Only problem: It's not really that isolated. So if any of these pre-commit hooks would suffer a vulnerability, they could have access to the secret files in the repository, your SSH keys or your various tokens for PyPi, GitHub, AWS, NPM etc.
As you might have noticed, supply-chain attacks are becoming more and more common. So the chance that a pre-commit hook falls victim seems evermore increasing. Especially given that exploiting a pre-commit hook is very attractive, given that it would gain the attacker access to developer's setups... the types of setups that usually also have access to lots of other exciting things.
I'm not trying to tip off attackers, I'm sure they already know this.
Obviously, if all the hooks could be packaged from trusted sources that would follow certain standards (such as Debian packages), we could start running linters in a more standardized way etc. But that seems a bit like wishful thinking right now. Pre-commit hasn't been trying to make it easy to install standardized packages, but more the opposite: To speed up the distribution of small, convenient automatic script-like features.
That does seem like something you'd want to run in a less trusted environment.
So the proposition here is to see how far we can get with Docker.
I've written a little Docker image with some instructions here:
https://codeberg.org/benjaoming/pre-commit-docker-alias
What you get from that is basically a global alias for pre-commit that will work for all your projects. It contains a PyPi and NPM environment, so it's ready to handle these types of hooks.
More can be added, and we can figure out the basic day-to-day needs.
I found only a small performance catch of like a 0.4s startup overhead on my laptop. This comes from spinning up the Docker container. It's nothing that you'll notice.

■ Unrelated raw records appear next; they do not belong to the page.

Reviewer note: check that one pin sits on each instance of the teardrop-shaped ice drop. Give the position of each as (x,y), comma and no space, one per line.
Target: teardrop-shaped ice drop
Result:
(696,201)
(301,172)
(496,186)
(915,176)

We should also be aware that the Git repository is mounted into the Docker container, which means you still have to secure any secrets that are exposed through the repository. I imagine we should stop storing secrets in .env files.
The other catches relate to current limitations to what you can do in the Docker image: It doesn't support Docker itself and some other language environments. But the images can be customized for this.
I encourage that you just fork my project and make it your own. It's not like the global image needs to do everything, we can manage different images for different projects and come up with a way to manage that,.